Which it does. What makes “The Beatles: Get Back” so eye-opening and worth the time – as an entertainment and as a historical corrective – is that it shows a working band deeply engaged in the nuts and bolts of creating music, making each other laugh even as they’re driving each other crazy. It’s a movie for process freaks, a demonstration of how perfection (or thereabouts) is achieved via incremental phases of downtime and effort. There’s as much fun as there is grind, with John’s manic energy increasing as the sessions proceed. Magic moments abound: Paul idly strumming a guitar and the beginnings of “Get Back” rising out of the chords, or a dull discussion of the sets for the live performance backgrounded by the first notes of “Let It Be” being sounded out on an offscreen piano.

We hear songs in utero that will turn up on later albums: “Golden Slumbers,” “Mean Mr. Mustard,” “Oh! Darling,” and other tracks from “Abbey Road” (which was recorded after the “Let It Be” sessions but released before), the keening single “Don’t Let Me Down,” early versions of John’s “Jealous Guy” and Paul’s “Another Day.” There are just as many moments where the group digs back into the rock chestnuts that sustained them in their youth, playing Chuck Berry songs with sloppy, joyous verve. This documentary testifies to the unique fireball of creative energy that was sustained for a time — and only a time — between four men with their heads together and their backs to the world.

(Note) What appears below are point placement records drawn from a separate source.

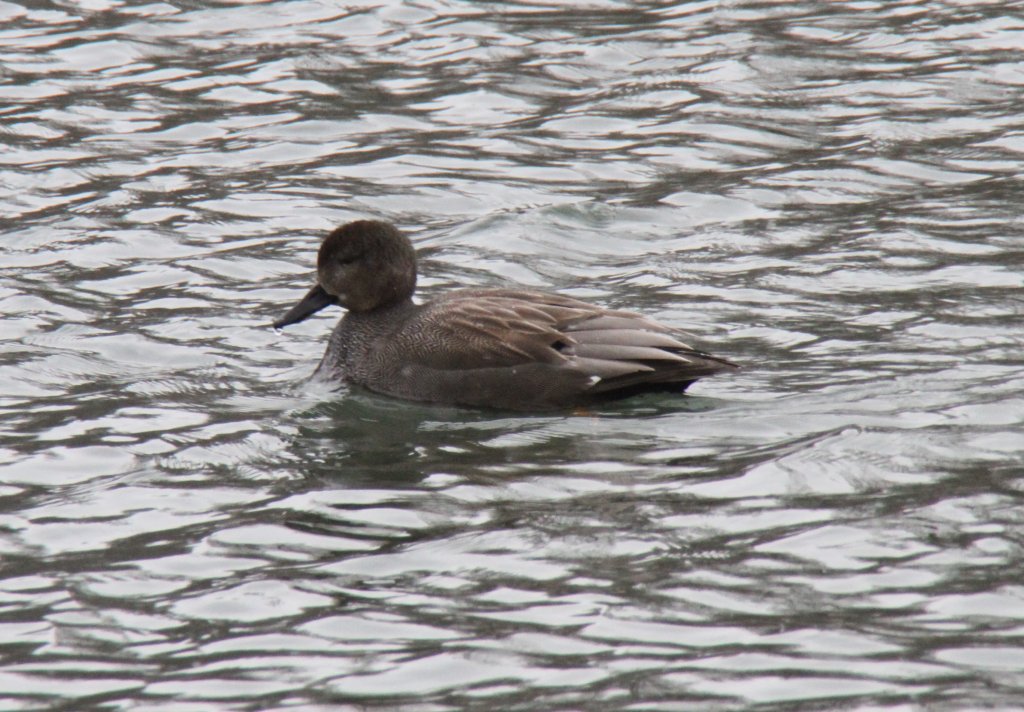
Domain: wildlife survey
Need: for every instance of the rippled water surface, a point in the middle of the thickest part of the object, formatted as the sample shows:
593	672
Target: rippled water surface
826	193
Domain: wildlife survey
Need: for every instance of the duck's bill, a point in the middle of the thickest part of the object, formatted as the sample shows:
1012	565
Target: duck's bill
315	300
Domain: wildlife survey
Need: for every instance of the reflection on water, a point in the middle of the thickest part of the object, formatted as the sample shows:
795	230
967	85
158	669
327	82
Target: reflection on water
824	193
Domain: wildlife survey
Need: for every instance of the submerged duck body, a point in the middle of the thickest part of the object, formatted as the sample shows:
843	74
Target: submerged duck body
508	348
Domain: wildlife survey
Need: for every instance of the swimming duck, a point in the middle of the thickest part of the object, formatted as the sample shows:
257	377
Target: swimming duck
507	348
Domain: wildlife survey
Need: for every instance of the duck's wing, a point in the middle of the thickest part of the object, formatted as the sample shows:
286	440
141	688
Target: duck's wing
560	347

Paul, George, Ringo, and John

Time, in fact, is the subtext of “The Beatles: Get Back.” The time from the group’s ascension to superstardom in 1963 to their fizzling out in 1970 – seven incredibly fertile years in which the Beatles helped alter popular music and popular culture almost beyond comprehension. The time it took the group to wrestle this project to the ground and confront the inevitability of their dissolution. The time it takes to write and record a song. The time it takes you to watch Jackson’s documentary. Could this movie have been shorter? Of course. But the length of “Get Back” allows us to see what a colossus “The Beatles” had become by 1969 – how much money was tied up in the enterprise and how many people stood to profit from it. And it reminds us that all of that was secondary to the sound and the groove and four young men who came together for a brief moment to make something timeless.